READ MORE: Ruble tumbles before Central Bank key rate decision

While helping balance the effect of falling oil prices on the Russian budget, the weaker ruble means more expensive imported goods.

The regulator also said that “the economic situation in Russia will further depend on the dynamics of world energy prices and the economy’s ability to adapt to external shocks”. The scenario of oil prices remaining below $60 per barrel for a long time is more probable than it was in June, the bank added.

The next rate setting meeting of the Bank of Russia Board of Directors is scheduled for 11 September 2015.
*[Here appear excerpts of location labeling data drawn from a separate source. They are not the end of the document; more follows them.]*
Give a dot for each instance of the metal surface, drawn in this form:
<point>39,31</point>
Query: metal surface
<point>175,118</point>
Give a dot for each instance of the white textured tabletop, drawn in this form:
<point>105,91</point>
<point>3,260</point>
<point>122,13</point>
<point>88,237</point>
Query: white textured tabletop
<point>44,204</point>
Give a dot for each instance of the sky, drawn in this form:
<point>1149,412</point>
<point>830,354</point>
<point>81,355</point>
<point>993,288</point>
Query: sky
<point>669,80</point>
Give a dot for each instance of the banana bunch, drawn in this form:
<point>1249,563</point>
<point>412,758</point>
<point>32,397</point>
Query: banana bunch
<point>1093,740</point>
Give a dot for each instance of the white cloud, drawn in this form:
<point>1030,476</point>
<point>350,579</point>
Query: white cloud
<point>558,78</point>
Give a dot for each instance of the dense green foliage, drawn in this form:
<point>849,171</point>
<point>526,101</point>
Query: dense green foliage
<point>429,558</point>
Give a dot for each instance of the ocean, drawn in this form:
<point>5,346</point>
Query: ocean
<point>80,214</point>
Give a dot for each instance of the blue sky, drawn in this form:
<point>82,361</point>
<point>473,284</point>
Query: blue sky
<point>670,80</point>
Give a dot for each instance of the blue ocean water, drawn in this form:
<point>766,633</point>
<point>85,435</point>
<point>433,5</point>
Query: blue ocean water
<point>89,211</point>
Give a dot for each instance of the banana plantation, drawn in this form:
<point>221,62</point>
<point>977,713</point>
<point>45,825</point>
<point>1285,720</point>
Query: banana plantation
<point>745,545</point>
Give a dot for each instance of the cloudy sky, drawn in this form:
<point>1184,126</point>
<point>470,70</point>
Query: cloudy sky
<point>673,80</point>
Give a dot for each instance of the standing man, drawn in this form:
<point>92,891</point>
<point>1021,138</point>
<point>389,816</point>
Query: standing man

In June, the Central Bank of Russia cut the key interest rate from 12.5 to 11.5 percent, citing lowering inflation risks as the economy was cooling. The bank then predicted annual inflation by June 2016 would be under 7 percent and would reach the 4 percent target in 2017. It also said that it would continue to cut the interest rate as inflation continued to slow down.

In December the Central Bank hiked the key interest rate to 17 percent in an attempt to curb inflation risks and ruble depreciation. The measure only temporarily calmed the ruble which then lost more than 20 percent, with one dollar buying 80 rubles on the day.

The Russian currency rebounded in the first quarter of this year to an average of 55 against the greenback. This week the ruble fell to a 4-month low, trading at 60 against the dollar and 66.5 against the euro. The currency weakened due to falling oil prices and the stock market crisis in China.